Two years ago, word was leaked out into the media about the creation of a Queer as Folk type show focusing on lesbians. The show was much hyped long before its premiere in early 2004. Queer as Folk changed the look of cable television with the showing of blatant gay male sex. It didn’t hold back, and it brought gay men and their relationships to the forefront. With the creation of Queer as Folk, seeing gays interact in a romantic manner became more and more acceptable. Soon it was being seen not just on our cable networks, but on our regular stations during the nightly prime time hours. Even with this opening of the world for gay men, the television world was still a bit closed off when it came to lesbians, and the hope was that with the creation of a show that showed lesbian women, their relationships and their lives that things would open up in that respect.
The L Word premiered in early 2004, and the response to it was staggering. By the time the second episode aired, the show was already renewed for its second season, and film dates were being set. The show followed the lives of a group of lesbians living in the city of Los Angeles. Unlike the dark grittiness of Queer as Folk, you had sunshine and palm trees. The show didn’t have your stereotypical lesbian. There were different types. A lesbian for everybody, so to speak.
The show began with the moving of one Jenny Schecter, a writer, to Los Angeles to live with her boyfriend. After a chance seeing of a woman couple having sex in the neighbor’s pool, Jenny is intrigued. This becomes even more pronounced once she meets Marina at a party at the neighbor’s house. Her world is rocked, and the rest of the season follows her trials and tribulations of having feelings for two people. One a man she is supposed to marry, and the other a woman, which opens questions of her sexuality. Is she bisexual or is she straight?
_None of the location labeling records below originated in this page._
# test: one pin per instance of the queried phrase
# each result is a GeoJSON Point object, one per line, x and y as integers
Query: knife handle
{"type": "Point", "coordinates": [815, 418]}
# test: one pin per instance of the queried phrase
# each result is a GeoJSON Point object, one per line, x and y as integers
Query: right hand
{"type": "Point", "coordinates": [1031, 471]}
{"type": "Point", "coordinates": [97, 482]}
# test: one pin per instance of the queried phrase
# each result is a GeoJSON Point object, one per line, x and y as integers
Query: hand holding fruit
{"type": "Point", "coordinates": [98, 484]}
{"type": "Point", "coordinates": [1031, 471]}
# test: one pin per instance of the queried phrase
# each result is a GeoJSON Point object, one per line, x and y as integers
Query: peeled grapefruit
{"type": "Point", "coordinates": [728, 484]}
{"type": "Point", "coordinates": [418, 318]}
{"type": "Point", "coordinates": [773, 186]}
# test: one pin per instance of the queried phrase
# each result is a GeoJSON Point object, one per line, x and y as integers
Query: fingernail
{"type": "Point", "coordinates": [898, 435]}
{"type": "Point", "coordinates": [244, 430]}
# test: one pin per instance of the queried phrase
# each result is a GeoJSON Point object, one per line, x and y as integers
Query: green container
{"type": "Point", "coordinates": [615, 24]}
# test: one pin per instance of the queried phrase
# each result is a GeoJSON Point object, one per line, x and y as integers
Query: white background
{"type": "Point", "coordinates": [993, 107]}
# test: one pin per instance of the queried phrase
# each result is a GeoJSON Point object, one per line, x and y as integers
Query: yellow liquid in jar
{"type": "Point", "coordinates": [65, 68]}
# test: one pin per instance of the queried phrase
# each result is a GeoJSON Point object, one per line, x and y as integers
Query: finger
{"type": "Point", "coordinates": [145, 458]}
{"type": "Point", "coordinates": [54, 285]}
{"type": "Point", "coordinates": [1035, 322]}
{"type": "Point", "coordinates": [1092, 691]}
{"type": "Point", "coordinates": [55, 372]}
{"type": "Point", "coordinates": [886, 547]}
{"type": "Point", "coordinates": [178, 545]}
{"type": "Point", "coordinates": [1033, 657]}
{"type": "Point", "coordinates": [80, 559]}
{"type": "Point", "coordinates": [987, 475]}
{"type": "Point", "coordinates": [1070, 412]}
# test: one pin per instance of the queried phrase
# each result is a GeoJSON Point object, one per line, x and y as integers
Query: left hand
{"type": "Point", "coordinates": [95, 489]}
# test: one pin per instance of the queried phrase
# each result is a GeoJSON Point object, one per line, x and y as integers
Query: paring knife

While all this is occurring, we meet other characters. The neighbors, Bette and Tina, are the longterm lesbian couple trying to have a baby. Shane is the one of the group that sleeps with anything and everything because love is a bitch and sex is just that, sex. You also have a tennis pro, Dana, who also comes out as lesbian during the process of the season, only after losing a relationship because of her closeted status. We also have another writer, Alice, who is also bisexual and can’t decide between one or the other. The cast also includes Bette’s sister, Kit.
Through the first season, we were twisted and turned as we watched what happened to the women we loved or hated live their lives out on the screen for us on a weekly basis. Everyone had their favorite or their most hated. In season one, the majority of the hate surrounded Jenny’s character. Why couldn’t she just make up her mind was the question everyone kept asking?
The season ended in April, and the word was that the show would not return to the following year for the next season. Yes about ten months of waiting to see what would happen next in the lives of the women we had grown to love and loved to watch on a weekly basis. However, for anyone used to Showtime it wasn’t unusual. The same type of scheduling had also occurred when it came to Queer as Folk.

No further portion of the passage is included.